Libri smarriti nel flusso globale
Tre sono, per Beatriz de Moura, i talenti fondamentali di un editore: «la curiosità , che ti spinge direttamente al contenuto di un libro; la fascinazione per l’oggetto, il contenitore; e una vocazione che va formandosi e forgiandosi a mano a mano che si avanza nei distinti processi di costruzione di un libro». Cosa pensa questa protagonista dell’editoria spagnola (e non solo) del futuro del libro? La de Moura è convinta che il volume, quello di carta, si intende, non morirà : «le invenzioni migliori, le più grandi, sopravvivono. Nel corso dei tempi, l’umanità si è rivelata più saggia di quanto crediamo. Ha sempre cercato di non perdere niente per strada». C’è da sperare che il libro non sia uno dei rari oggetti smarriti per sempre.

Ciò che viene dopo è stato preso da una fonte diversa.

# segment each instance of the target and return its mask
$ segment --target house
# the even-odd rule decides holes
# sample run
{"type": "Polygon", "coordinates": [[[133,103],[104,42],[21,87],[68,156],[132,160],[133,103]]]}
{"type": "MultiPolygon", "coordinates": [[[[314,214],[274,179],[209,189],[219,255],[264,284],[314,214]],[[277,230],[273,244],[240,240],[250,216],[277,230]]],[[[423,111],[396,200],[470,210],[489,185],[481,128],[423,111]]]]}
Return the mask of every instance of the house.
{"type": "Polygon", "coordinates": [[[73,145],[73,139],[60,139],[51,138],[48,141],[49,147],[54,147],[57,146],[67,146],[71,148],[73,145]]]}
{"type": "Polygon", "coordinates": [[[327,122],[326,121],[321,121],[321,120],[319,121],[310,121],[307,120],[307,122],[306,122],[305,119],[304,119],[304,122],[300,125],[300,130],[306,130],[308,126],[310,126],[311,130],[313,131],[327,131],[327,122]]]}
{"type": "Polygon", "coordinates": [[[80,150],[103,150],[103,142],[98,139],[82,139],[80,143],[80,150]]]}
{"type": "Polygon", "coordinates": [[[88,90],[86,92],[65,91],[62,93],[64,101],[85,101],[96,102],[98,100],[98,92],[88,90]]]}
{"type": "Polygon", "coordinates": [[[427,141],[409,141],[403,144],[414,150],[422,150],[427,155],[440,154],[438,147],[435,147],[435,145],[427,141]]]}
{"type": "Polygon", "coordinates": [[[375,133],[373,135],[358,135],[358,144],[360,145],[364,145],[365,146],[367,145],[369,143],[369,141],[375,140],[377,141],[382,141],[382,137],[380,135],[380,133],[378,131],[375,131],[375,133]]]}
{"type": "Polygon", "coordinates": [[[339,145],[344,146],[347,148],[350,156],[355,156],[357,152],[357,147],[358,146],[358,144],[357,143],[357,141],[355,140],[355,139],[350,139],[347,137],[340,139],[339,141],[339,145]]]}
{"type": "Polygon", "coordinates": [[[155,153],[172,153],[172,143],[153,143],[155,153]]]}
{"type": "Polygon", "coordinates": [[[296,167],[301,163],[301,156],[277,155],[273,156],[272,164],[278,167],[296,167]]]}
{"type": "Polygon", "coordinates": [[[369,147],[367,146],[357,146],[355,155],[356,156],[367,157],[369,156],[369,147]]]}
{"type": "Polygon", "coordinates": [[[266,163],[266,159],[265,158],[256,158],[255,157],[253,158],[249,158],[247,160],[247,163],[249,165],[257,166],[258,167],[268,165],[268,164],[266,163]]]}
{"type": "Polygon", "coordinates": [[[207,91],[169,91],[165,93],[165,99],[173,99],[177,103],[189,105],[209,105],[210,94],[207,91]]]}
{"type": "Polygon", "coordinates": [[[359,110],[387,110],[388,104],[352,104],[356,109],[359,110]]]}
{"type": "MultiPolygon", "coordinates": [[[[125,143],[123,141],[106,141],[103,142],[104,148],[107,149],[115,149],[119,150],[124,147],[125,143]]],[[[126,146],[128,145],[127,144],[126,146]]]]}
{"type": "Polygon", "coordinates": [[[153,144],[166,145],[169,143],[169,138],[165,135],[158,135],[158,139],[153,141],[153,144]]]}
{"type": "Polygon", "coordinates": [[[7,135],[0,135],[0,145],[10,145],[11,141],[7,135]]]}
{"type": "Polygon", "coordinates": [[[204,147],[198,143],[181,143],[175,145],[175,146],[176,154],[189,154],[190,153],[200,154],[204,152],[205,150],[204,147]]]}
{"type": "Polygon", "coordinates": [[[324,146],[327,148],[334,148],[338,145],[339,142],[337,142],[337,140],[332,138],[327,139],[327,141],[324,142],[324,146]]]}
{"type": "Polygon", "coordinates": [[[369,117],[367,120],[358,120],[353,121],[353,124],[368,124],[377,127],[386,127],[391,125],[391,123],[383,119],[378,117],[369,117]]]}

Sul (sopravvalutato) concetto di originalità riflette Ian McEwan in un articolo sul «Guardian», prendendo spunto dalle angosce che colsero Charles Darwin quando si rese conto che un altro studioso, Alfred Wallace, avrebbe potuto insidiare la sua primogenitura nell’elaborazione della teoria dell’evoluzione. Fu proprio la corrispondenza con Wallace a spingere Darwin a dare molto rapidamente forma agli studi su cui lavorava da più di vent’anni. «Nei tempi moderni siamo giunti a dare per scontato nell’arte – in letteratura come in pittura e nel cinema – l’idea vitale e duratura di originalità », scrive McEwan, notando come questa porti con sé «una creazione quasi divina dal nulla». Il prodotto «porta il marchio della personalità », ragion per cui l’individuo «è proprietario del suo lavoro». Intorno a questo sistema, rileva l’autore di Bambini nel tempo, è nato un gigantesco corpus giuridico, cosicché «i paesi che non aderiscono alla Convenzione di Berna e ad altri accordi internazionali relativi ai diritti di proprietà intellettuale si trovano esclusi dal flusso di una cultura globalizzata». Ma fino a quando, si chiede McEwan, l’artista potrà continuare a considerarsi come «una chioccia che cova le sue uova»?